Penyidikan Kasus Oknum Guru Ngaji Cabul Berlanjut, Polisi Cek TKP Bersama Korban

  • Bagikan
polisi melakukan olah TKP kasus guru ngaji cabul

Wonosari,(lensamedia.co)–Kasus oknum guru ngaji yang diduga mencabuli murid-murid perempuannya berlanjut dalam tahap penyidikan polisi. Beberapa waktu lalu, terduga memang sempat diamankan ke Mapolsek Wonosari saat rumahnya digeruduk oleh masa yang tidak terima, karena terduga masih bebas.

Kanit Pidsus Sat Reskrim Polres Gunungkidul, Ipda Ibnu Puji Hartono yang mewakili Satuan PPA dalam cek lokasi dan pengumpulan data perkara, menyatakan bahwa saat ini kasus pencabulan ini memasuki tahab penyidikan.

“Kita sedang mengumpulkan data data, keterangan dari korban dan cek TKP, ” terang Ibnu, Senin(11/12021) di lokasi cek TKP.

Pada penyidikan ini, polisi menghadirkan dua murid perempuan yang diduga telah dicabuli oleh pelaku. Pelaku diketahui adalah guru ngaji dan Hadroh di masjid setempat, dia juga berstatus sebagai pegawai ASN bagian Tata Usaha(TU) salah satu SD di Kalurahan Mulo.

Dengan didampingi oleh pengacaranya, dua korban yang berusia 18 tahun dan 20 tahun ikut dihadirkan dalam pengumpulan data di TKP tersebut. Oleh penyidik, dua korban masing-masing diminta menjelaskan secara detail peristiwa pencabulan yang menimpa mereka.

Cek TKP dilaksanakan di tiga tempat kejadian, yaitu di SD Mulo Baru yang berada di jalan Wonosari-Baron Kalurahan Mulo Kapanewon Wonosari. Kemudian di Masjid Al Ikhlas Mulo, dan juga di Kali Gowang Kalurahan Sodo, Kapanewon Paliyan.

Cek TKP pertama dilaksanakan di kompleks SD N Mulo Baru, korban yang berumur 18 tahun, dengan didampingi oleh penyidik kemudian menunjukkan titik-titik tempat dimana kejadian pencabulan terjadi. Tempat tersebut di antaranya di depan kantor Kepala Sekolah dan ruang perpustakaan, tempat yang dijadikan tempat menginap terduga pelaku bersama istri, kemudian ruang guru, toilet hingga gudang yang berada di kompleks SD tersebut.

Cek lokasi selanjutnya adalah di kompleks Masjid Al Ikhlas Mulo, kedua korban juga terlihat menjelaskan lokasi lokasi yang dijadikan tempat memulai ritual khusus sebelum kemudian mereka melanjutkan ke kali Gowang, dimana pencabulan salah satu korban terjadi.

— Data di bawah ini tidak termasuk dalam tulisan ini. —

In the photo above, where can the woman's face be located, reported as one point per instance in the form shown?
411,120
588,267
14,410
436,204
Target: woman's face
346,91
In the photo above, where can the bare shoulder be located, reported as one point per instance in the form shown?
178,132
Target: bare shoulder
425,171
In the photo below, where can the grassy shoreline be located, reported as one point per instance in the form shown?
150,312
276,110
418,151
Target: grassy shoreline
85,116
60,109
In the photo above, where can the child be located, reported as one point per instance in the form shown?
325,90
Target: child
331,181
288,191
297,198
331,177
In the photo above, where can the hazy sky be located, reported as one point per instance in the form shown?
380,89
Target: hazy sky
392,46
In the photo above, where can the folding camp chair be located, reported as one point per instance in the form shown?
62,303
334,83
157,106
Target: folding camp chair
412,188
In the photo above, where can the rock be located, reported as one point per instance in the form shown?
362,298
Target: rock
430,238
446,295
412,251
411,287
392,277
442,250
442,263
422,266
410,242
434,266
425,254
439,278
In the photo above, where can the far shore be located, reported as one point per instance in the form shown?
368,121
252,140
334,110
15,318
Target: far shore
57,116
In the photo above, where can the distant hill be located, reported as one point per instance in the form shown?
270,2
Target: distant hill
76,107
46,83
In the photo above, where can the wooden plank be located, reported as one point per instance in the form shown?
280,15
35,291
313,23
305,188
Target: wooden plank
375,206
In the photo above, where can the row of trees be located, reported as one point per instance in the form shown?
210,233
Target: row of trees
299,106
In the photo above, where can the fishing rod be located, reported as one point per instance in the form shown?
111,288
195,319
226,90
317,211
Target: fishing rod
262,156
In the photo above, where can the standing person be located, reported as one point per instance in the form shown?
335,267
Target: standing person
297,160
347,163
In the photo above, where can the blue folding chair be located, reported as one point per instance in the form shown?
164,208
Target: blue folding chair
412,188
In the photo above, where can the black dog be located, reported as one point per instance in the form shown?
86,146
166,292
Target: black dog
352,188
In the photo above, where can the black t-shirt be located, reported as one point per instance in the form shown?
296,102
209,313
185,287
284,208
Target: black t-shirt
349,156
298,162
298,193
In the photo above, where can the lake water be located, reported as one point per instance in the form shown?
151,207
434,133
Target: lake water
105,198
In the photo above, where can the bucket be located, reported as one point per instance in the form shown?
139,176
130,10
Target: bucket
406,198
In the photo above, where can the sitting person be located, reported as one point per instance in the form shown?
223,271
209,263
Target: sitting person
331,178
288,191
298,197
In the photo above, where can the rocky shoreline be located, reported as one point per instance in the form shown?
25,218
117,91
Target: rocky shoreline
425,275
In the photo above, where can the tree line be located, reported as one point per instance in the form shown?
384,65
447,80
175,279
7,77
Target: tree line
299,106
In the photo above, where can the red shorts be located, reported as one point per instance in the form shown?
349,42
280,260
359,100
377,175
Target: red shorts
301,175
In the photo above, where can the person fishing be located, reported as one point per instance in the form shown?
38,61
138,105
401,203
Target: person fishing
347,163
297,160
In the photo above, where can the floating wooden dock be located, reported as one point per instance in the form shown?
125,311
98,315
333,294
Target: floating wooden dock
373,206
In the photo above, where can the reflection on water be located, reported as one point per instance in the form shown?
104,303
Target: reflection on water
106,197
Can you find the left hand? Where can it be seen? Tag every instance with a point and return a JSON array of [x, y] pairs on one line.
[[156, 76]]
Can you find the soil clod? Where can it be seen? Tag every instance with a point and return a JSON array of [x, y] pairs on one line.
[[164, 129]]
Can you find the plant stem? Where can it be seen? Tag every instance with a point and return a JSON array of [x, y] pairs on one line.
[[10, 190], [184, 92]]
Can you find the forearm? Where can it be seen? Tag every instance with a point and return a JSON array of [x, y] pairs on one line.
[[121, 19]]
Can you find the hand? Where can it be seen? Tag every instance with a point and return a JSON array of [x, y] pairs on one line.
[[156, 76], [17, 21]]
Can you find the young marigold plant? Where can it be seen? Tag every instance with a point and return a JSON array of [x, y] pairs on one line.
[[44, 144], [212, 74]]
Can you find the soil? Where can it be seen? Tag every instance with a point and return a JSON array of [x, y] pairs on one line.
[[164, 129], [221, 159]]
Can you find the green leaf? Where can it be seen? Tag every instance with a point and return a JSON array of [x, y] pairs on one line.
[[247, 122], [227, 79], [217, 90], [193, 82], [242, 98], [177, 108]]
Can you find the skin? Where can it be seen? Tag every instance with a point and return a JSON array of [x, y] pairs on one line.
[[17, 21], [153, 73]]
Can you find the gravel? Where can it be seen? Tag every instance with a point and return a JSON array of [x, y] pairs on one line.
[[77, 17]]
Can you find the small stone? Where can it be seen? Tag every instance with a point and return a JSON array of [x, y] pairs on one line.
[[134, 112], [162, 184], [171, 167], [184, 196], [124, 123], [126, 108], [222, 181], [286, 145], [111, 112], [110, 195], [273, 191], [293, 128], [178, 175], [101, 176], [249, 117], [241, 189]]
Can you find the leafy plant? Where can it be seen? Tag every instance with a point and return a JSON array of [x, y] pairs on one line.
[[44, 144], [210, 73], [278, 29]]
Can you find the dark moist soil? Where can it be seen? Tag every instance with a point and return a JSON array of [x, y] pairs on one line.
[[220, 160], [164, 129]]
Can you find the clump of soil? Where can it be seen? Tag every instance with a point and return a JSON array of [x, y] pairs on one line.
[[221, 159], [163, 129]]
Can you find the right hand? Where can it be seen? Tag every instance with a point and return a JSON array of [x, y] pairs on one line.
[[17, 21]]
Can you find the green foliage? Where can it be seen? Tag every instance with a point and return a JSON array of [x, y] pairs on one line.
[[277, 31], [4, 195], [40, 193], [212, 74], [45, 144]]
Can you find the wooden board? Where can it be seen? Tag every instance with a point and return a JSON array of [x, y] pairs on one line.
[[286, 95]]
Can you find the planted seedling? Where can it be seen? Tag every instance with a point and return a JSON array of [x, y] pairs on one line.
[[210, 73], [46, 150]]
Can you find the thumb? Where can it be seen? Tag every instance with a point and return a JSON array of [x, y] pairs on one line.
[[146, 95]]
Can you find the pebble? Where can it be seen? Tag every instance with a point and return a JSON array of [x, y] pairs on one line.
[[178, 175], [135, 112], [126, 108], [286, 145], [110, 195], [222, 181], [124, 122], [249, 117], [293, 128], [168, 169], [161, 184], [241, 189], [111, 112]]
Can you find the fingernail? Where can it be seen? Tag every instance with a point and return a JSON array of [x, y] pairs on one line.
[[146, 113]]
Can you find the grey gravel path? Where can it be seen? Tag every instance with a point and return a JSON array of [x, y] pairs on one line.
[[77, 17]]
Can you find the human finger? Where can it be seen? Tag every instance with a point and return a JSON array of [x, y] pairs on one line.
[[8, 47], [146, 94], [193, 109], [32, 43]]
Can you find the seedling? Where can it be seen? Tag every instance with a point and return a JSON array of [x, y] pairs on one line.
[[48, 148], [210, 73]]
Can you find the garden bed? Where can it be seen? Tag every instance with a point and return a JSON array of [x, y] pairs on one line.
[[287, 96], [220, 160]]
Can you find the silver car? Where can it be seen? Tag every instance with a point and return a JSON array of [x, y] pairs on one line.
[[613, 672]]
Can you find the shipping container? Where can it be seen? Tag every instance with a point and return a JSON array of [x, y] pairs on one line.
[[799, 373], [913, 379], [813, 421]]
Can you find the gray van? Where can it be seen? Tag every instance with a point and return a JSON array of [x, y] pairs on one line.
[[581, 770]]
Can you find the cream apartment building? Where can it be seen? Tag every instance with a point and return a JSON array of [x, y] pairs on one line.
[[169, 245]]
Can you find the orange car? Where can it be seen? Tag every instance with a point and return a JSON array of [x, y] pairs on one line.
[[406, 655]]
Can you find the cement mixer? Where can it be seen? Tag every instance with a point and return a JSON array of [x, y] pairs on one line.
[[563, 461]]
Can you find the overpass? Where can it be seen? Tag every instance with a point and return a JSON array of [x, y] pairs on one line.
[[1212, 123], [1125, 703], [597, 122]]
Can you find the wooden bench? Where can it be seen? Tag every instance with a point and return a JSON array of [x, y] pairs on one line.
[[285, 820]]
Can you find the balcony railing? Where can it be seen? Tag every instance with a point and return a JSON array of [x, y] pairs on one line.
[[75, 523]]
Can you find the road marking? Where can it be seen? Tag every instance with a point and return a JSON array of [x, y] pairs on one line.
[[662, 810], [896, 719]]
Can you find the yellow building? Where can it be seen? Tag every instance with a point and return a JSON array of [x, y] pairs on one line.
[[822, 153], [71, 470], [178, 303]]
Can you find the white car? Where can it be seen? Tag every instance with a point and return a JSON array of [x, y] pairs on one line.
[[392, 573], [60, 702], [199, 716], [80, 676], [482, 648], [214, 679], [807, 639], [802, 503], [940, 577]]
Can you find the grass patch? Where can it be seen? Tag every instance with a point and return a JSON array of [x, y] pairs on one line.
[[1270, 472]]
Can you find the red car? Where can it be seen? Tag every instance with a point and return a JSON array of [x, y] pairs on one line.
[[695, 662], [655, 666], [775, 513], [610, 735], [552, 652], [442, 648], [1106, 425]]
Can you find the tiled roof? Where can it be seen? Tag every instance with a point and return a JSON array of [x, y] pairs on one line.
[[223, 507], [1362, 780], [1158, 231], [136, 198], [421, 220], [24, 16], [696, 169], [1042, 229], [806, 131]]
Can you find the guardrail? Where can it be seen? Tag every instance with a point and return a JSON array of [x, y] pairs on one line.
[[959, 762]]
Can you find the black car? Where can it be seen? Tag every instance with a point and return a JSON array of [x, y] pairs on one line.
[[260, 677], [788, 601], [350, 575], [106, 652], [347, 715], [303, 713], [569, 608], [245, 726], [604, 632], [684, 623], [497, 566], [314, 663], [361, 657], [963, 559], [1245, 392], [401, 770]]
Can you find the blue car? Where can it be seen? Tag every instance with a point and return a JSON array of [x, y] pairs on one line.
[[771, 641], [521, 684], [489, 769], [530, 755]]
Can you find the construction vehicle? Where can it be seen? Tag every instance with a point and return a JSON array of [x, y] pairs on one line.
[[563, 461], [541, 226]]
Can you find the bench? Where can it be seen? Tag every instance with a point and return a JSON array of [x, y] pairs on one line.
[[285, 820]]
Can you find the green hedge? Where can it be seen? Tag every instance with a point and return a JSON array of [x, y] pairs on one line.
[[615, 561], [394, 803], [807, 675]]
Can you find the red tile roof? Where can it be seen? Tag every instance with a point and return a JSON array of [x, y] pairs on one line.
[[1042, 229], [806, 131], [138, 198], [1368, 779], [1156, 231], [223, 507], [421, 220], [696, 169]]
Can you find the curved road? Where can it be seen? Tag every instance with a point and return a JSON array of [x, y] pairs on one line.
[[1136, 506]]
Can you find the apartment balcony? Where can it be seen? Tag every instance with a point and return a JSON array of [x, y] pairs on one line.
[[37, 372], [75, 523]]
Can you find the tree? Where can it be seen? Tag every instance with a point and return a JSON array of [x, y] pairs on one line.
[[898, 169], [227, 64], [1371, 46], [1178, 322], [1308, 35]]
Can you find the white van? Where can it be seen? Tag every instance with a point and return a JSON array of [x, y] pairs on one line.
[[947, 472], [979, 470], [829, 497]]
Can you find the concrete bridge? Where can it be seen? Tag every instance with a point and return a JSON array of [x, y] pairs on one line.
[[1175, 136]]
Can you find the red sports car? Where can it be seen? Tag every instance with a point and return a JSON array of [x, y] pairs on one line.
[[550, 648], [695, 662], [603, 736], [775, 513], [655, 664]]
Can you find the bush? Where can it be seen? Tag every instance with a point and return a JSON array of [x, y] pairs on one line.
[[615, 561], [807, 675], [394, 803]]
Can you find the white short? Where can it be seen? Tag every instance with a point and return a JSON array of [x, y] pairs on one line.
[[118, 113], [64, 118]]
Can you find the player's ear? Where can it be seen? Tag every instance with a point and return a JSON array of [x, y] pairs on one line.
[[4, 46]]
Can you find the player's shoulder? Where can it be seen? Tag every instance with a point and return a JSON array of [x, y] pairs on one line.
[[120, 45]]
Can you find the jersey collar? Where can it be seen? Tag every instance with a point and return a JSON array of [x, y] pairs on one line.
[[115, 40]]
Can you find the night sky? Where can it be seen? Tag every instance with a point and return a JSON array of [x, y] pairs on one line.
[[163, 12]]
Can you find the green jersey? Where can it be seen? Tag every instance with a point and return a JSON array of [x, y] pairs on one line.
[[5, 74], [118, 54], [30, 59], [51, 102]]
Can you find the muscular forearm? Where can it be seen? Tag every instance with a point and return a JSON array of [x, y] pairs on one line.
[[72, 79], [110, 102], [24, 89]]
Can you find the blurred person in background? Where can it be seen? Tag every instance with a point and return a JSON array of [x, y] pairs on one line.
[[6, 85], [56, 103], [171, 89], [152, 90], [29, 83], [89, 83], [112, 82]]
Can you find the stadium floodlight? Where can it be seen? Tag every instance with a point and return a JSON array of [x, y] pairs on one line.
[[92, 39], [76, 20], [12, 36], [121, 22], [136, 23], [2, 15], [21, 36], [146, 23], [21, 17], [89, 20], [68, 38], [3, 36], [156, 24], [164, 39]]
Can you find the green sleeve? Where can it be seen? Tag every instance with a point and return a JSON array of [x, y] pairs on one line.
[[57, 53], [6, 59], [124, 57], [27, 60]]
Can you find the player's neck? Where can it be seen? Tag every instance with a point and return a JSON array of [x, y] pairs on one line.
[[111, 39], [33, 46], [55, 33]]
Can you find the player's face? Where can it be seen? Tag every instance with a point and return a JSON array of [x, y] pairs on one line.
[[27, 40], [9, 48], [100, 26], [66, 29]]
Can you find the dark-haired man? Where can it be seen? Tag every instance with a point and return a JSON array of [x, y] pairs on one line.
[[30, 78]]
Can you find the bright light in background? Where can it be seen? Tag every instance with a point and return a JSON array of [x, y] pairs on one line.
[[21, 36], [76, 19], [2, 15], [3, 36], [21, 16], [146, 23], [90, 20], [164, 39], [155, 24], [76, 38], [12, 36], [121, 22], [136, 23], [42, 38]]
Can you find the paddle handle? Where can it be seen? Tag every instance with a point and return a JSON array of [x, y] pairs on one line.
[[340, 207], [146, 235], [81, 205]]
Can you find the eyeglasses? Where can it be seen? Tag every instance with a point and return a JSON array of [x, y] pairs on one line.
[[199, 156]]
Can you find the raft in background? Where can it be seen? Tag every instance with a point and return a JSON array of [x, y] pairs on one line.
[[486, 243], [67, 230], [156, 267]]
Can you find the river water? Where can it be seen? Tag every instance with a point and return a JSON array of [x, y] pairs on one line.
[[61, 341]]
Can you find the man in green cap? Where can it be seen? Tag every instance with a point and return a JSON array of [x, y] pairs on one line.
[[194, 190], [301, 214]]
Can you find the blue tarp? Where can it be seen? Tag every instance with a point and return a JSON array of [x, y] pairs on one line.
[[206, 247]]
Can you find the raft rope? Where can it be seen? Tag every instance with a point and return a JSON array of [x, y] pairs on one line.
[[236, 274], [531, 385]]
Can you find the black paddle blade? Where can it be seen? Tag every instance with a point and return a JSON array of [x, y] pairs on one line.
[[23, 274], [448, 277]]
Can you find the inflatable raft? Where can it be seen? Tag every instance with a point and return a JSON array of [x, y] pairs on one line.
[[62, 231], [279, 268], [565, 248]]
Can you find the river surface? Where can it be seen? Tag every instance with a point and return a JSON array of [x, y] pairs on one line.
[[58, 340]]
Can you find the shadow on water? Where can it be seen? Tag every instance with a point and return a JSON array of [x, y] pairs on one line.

Ipda Ibnu melanjutkan, pihaknya telah melakukan gelar perkara berkaitan dengan dugaan pencabulan oleh oknum guru mengaji tersebut. Dalam gelar perkara tersebut, pihaknya lantas menaikkan status kasus pencabulan ini ke penyidikan.

“Kita tingkatkan menjadi penyidikan dari penyelidikan,”tutur dia mewakili Kanit PPA yang tengah melakukan diklat di Semarang, Senin (11/10/2021).

“Dalam penyidikan kasus, kita memang harus cek TKP bersama korban, karena yang mengetahui peristiwanya adalah mereka,” imbuh Ibnu lagi di sela-sela cek TKP.

Disinggung soal penetapan status tersangka, Ibnu menyatakan, bahwa sampai saat ini pihaknya terus mengumpulkan data data baik dari keterangan saksi dan juga pelaku.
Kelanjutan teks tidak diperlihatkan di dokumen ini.